Philipp Mißfelder redet in Regierungserklärung zur Afghanistan-Konferenz in London
Am Mittwoch, den 27. Januar 2010 sprach der heimische Bundestagsabgeordnete und Außenpolitische Sprecher der CDU/CSU-Bundestagsfraktion, Philipp Mißfelder, zur Afghanistan-Strategie der Bundesregierung und zur internationalen Afghanistan-Konferenz in London.
„Im Vorfeld der Afghanistan-Konferenz am 28. Januar 2010 in London gab unsere Bundeskanzlerin Dr. Angela Merkel vor dem Deutschen Bundestag eine Regierungserklärung ab. Als außenpolitischer Sprecher der CDU/CSU-Bundestagsfraktion konnte ich nach der Rede unserer Bundeskanzlerin die Position meiner Fraktion zur neuen Afghanistan-Strategie Deutschlands erläutern.

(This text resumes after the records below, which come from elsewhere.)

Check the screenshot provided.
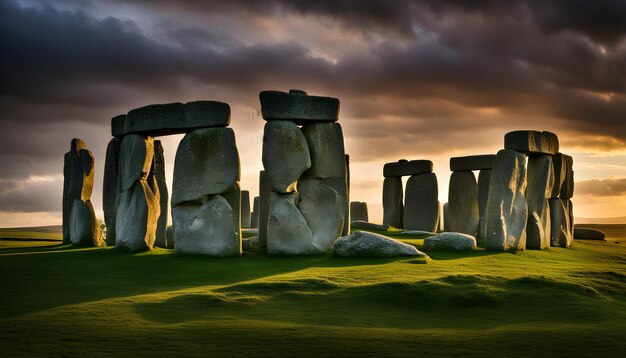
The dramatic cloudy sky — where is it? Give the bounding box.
[0,0,626,226]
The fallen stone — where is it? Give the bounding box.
[383,159,433,177]
[333,231,428,258]
[424,232,476,251]
[172,128,240,207]
[486,149,528,251]
[446,172,480,236]
[259,90,339,124]
[450,154,496,172]
[504,131,559,155]
[263,121,311,193]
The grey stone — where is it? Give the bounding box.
[120,134,154,191]
[302,122,346,178]
[403,173,439,232]
[172,195,241,257]
[478,169,491,239]
[383,177,404,229]
[172,128,240,207]
[70,199,104,246]
[241,190,252,227]
[424,232,476,251]
[102,138,120,246]
[333,231,428,258]
[259,90,339,124]
[446,172,480,236]
[450,154,496,172]
[548,198,574,247]
[344,201,369,224]
[298,179,346,254]
[504,131,559,155]
[115,180,161,252]
[263,121,311,193]
[526,155,554,250]
[267,192,314,255]
[485,149,528,251]
[383,159,433,177]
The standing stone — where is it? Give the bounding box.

Dabei habe ich die Erfolge unseres Engagements, gerade auch was die Frauenrechte betrifft, deutlich gemacht. So gab es während der Herrschaft der Taliban insgesamt nur 4.000 Studenten und darunter keine einzige Frau. heute dagegen studieren bereits wieder 7.000 Frauen in Afghanistan. Außerdem hat es während der Herrschaft der Taliban es keine einzige afghanische Diplomatin gegeben. Heute ist die Geschäftsträgerin der afghanischen Botschaft in Berlin mit Frau Fereshta Rahimi Neda weiblich. In Nordafghanistan wurden allein mit deutscher Hilfe über 600 Kilometer Straße und zahlreiche Brücken gebaut. Das sind ermutigende Erfolge, die auch für viele Afghanen spürbar sind. So blicken nach einer aktuellen Umfrage der ARD heute über 70 Prozent der Afghanistan optimistisch in die Zukunft.

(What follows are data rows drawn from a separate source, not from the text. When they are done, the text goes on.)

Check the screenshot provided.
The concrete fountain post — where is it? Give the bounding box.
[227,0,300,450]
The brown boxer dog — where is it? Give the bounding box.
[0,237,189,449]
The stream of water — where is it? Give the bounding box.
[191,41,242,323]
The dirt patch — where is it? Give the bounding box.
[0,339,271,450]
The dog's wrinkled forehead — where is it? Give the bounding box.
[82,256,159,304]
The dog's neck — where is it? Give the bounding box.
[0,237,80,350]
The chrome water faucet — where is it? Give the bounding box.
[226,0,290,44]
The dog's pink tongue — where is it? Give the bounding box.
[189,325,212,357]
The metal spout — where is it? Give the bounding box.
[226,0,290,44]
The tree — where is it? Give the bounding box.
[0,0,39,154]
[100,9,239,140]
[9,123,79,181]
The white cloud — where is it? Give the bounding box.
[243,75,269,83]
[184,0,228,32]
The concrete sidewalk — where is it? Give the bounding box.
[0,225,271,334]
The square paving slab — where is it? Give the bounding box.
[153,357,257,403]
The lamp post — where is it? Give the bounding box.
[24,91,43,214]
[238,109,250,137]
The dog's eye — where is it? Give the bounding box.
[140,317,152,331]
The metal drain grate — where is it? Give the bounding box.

Auf diesen Erfolgen müssen wir aufbauen. Deshalb ist eine Veränderung der Afghanistan-Strategie Deutschlands notwendig, um zu den Afghanen die Möglichkeit zu geben, selbst für ihre Sicherheit zu sorgen. Am Ende muss selbstverständlich der Abzug der Bundeswehr stehen. Doch wann das sein wird, darauf werden und wollen wir uns in der jetzigen Situation nicht festlegen. Eine Festlegung würde nur die radikalsten Kräfte der afghanischen Gesellschaft stärken. Die Taliban könnten abwarten, bis die ausländischen Truppen abgezogen sind um dann erneut ihren Taliban-‚Kalifatsstaat‘ zu errichten. Das müssen wir verhindern“, so der heimische Bundestagsabgeordnete Philipp Mißfelder.